Dictatorship expels and abandons Panamanian priest “barefoot” at the border

by time news

The regime of Daniel Ortega and Rosario Murillo expelled the Panamanian priest Donancio Alarcón on Monday night, who was abandoned by the National Police “barefoot” at the “El Espino” border with Honduras. The religious man participated Monday morning in the Chrism Mass at the Cathedral of Our Lady of the Rosary in Estelí, which was presided over by Cardinal Leopoldo Brenes.

The expulsion of Alarcón was reported on Tuesday by the Catholic media of the Archdiocese of Panama, Panorama Católico, which on its Twitter account highlighted that “they left him barefoot on the border with Honduras.”

According to Panorama Católico, the 49-year-old priest is in San Marcos Colón, a municipality in Honduras, on the border with Nicaragua. Alarcón carried out his pastoral mission in San José de Cusmapa and Las Sabanas, both municipalities in the department of Madriz, which is part of the Diocese of Estelí, whose apostolic administrator is Bishop Rolando José Álvarez, who is detained in La Modelo prison and was unjustly sentenced to 26 years and four months in jail.

“We continue to pray for the Sister Church of Nicaragua, which, despite everything, continues with an unwavering faith,” Panorama Católico tweeted.

His arrest would have originated because Father Alarcón had already told the Catholic parishioners of the indigenous municipalities of Cusmapa and Las Sabanas that the church would carry out Holy Week processions in both locations. “Sandinista militants infiltrated in religious activities passed the information to the political secretary of the FSLN, César Olivas, about the intentions of the priest,” a source commented to CONFIDENTIAL.

Another source said that, during the Eucharist of Palm Sunday, in their parish they asked for prayers for the imprisoned bishop. Although Alarcón did not preside over the mass, they believe that the expulsion was in “retaliation because he raised prayers for Monsignor Álvarez on several occasions.”

According to the sources, the priest was arrested in Estelí, after participating in the mass with Cardinal Brenes. Presumably, Father Alarcón was taken to the local police station, where he “was beaten on the orders of Senior Commissioner Alejandro Ruiz Martínez,” Estelí’s police chief.

Alarcón is the second foreign priest victim of the Ortega persecution against the Catholic Church in Nicaragua. Last Friday, the newspaper La Prensa reported that the dictatorship prevented Uruguayan priest Néstor Mendoza, parish priest of a church in Palacagüina, from the Diocese of Estelí, from entering the country. The Migration priest limited himself to telling him that his entry was prohibited.

Néstor Mendoza, Uruguayan priest. Photo: Courtesy

Holy Week without processions

The Catholic Church of Nicaragua had started the celebrations of Holy Week without processions in the streets the day before, after the prohibition of the regime led by Daniel Ortega and his wife, Rosario Murillo.

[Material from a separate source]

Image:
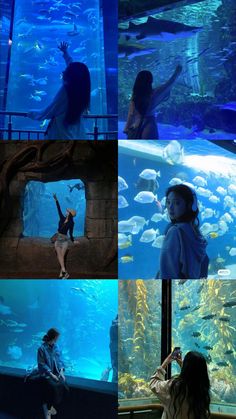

The dictatorship —through its repressive arm, the National Police— has prohibited the Church from taking the saints to the streets since last February, when it did not authorize them to celebrate the Stations of the Cross processions during Lent. The police order was adopted after the president of Nicaragua and Supreme Chief of the National Police, Daniel Ortega, branded priests, bishops, cardinals and Pope Francis as a “mafia”.

The Bishop of the Diocese of León and Chinandega, René Sócrates Sándigo, explained then that the police authority only authorized the Via Crucis to be carried out internally or in the atrium of the parishes, but not in the streets.

The researcher Martha Patricia Molina calculates that more than 30 processions have been canceled so far this year, although she clarifies that “it is a conservative number”, taking into account that only the Archdiocese of Managua administers 118 parishes in the departments of Managua, Masaya and Carazo, and each one has its respective celebrations, in addition to the traditions of Holy Week.

In mid-March, the Vatican closed its diplomatic headquarters in Nicaragua, and its charge d’affaires in Managua, Monsignor Marcel Diouf, left the Central American country.

The Holy See made that decision after the Nicaraguan government unilaterally suspended, in mid-March, diplomatic relations with the Holy See, after Pope Francis described the regime in Nicaragua as a “Hitlerian dictatorship”, whose top leader , Daniel Ortega, commented —“with great respect”— that he suffers from “an imbalance”.

The holy father branded the Sandinista government in this way a month after the conviction of the Nicaraguan bishop Rolando Álvarez, sentenced to more than 26 years in prison for crimes considered “treason”, and that Ortega called him a “mafia”.